Quando non sei solo, quando il passato non è soltanto una cosa tua, passibile di continue variazioni e manipolazioni arbitrarie, quando capisci questo, dopo tanto tempo di egoistica incertezza, non puoi fare altro che radunare ogni errore e nostalgia, le cieche previsioni e le speranze, filtrando, eliminando la tua presenza, animata da spirito visionario, e - come suggerì Platone - uscire dalla caverna del mito. Sottrarre la propria sagoma all'indistinto paesaggio d'ombre non è un'operazione semplice, ma da quando hai capito che non sei solo e che con la tua ombra hai coperto e oscurato altre vite, non puoi più giocare sadicamente con le venefiche, stordenti, asfissie del ricordo. Il torto consiste non tanto in qualcosa che hai fatto, quanto in qualcosa che non hai visto, o che hai male interpretato. Inseguivi una fiamma, ti sei bruciato, hai cominciato a chiederti dove fosse l'inganno: non trovandolo, ti sembrava ovunque, hai cominciato ad aver paura di quel che un tempo hai chiamato 'Amore'.
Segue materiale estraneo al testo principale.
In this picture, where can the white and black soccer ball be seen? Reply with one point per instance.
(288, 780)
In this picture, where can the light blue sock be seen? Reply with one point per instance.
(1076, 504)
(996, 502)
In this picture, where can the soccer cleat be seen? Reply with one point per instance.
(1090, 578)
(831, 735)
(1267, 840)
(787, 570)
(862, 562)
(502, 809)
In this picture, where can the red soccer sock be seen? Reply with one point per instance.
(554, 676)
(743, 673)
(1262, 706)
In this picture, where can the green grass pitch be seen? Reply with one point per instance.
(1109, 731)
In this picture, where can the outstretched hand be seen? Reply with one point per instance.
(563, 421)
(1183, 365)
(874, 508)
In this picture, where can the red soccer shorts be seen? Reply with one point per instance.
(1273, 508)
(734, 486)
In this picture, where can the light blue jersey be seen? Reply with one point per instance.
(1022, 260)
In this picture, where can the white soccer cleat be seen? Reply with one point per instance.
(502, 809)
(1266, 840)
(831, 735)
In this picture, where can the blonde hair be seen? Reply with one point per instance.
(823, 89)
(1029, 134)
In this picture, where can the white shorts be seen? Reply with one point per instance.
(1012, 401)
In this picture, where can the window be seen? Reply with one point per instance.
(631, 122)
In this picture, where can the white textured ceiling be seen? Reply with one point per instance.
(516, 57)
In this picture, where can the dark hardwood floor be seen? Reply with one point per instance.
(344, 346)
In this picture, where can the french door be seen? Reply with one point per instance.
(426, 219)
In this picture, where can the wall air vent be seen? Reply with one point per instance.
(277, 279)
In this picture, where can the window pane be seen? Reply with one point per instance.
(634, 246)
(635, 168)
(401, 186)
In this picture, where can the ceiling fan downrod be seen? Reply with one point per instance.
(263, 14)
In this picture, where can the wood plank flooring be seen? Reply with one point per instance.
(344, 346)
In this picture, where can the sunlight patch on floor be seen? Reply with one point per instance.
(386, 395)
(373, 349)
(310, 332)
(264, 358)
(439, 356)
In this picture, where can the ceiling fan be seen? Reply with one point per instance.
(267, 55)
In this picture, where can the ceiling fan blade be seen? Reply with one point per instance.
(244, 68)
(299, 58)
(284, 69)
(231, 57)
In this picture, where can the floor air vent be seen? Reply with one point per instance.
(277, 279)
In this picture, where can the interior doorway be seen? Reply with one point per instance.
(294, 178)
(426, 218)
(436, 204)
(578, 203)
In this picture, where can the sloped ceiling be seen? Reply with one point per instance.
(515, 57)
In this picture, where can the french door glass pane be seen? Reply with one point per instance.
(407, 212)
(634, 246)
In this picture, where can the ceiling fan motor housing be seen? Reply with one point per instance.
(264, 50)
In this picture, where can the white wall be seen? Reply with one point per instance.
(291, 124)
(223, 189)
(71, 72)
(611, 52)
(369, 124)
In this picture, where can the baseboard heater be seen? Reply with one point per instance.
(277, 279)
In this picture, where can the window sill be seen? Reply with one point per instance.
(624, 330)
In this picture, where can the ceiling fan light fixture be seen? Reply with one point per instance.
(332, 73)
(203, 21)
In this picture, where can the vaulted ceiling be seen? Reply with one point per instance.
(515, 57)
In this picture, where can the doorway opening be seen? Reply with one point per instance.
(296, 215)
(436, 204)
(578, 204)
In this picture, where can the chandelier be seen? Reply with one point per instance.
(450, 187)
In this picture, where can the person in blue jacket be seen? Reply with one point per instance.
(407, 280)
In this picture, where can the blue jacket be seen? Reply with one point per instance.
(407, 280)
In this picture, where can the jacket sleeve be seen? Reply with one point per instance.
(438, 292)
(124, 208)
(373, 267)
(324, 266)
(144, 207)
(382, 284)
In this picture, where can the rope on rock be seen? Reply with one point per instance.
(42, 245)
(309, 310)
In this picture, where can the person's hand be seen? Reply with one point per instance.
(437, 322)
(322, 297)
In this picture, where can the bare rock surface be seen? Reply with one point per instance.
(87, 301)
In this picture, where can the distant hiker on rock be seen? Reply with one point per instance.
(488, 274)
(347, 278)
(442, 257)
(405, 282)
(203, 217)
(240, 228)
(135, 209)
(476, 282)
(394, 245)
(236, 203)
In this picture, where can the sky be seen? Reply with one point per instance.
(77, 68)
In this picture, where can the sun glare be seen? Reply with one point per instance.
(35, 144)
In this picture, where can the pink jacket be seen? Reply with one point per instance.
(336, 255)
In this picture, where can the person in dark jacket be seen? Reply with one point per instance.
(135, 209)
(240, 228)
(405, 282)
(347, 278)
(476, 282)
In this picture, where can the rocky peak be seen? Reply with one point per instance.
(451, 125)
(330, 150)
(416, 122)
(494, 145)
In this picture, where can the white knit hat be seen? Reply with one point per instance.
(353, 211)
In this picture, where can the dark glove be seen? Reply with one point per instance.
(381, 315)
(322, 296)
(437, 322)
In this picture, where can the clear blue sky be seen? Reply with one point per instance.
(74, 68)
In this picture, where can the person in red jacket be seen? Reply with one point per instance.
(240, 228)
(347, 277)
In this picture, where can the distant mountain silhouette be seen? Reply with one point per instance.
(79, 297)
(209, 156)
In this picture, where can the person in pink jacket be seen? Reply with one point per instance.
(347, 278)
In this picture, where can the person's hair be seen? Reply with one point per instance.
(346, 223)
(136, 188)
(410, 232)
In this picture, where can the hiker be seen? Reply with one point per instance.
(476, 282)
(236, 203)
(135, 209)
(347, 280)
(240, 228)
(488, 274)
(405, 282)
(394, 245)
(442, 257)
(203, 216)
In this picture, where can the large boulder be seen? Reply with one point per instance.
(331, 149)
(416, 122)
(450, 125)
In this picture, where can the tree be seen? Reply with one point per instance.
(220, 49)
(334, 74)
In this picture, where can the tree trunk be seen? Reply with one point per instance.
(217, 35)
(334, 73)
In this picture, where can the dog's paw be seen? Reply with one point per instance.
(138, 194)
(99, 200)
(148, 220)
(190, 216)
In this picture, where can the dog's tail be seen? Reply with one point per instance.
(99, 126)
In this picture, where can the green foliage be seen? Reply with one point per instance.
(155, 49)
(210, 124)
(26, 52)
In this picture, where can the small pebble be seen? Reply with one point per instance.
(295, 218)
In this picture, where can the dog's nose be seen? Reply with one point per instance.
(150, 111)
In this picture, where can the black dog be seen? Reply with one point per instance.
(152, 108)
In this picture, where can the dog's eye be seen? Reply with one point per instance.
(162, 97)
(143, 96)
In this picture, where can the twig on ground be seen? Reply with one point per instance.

In un caldo pomeriggio estivo ti torna in mente Platone, fuochi e falene, e una lettura remota: "Lila" di Robert Pirsig, colui che distrusse per me il mito della falena attratta dalla luce. Egli spiega che le falene non volano verso la fiamma. La falena sta cercando in realtà di volare in linea retta. Le falene sono solite seguire un percorso mantenendo un angolo costante con il sole o con la luna, che però, a differenza del bulbo di una lampadina, si muovono. La lampadina è ferma, un angolo costante equivale a una circonferenza, le falene girano in tondo, in tondo, in tondo. E' il loro comportamento biologico a ucciderle. Io che cosa inseguivo? O forse erano gli altri a inseguire me, e la mia testarda immobilità ha provocato la loro morte? Qualunque cosa fosse all'origine dell'inseguimento, quel che sembrava il sole, o la luna, termini ultimi, era in realtà una piccola lampadina accesa nel cuore della notte. Agivamo in accordo alla nostra natura, al nostro disperato desiderio d'amore, e intanto bruciavamo, incapaci di vedere.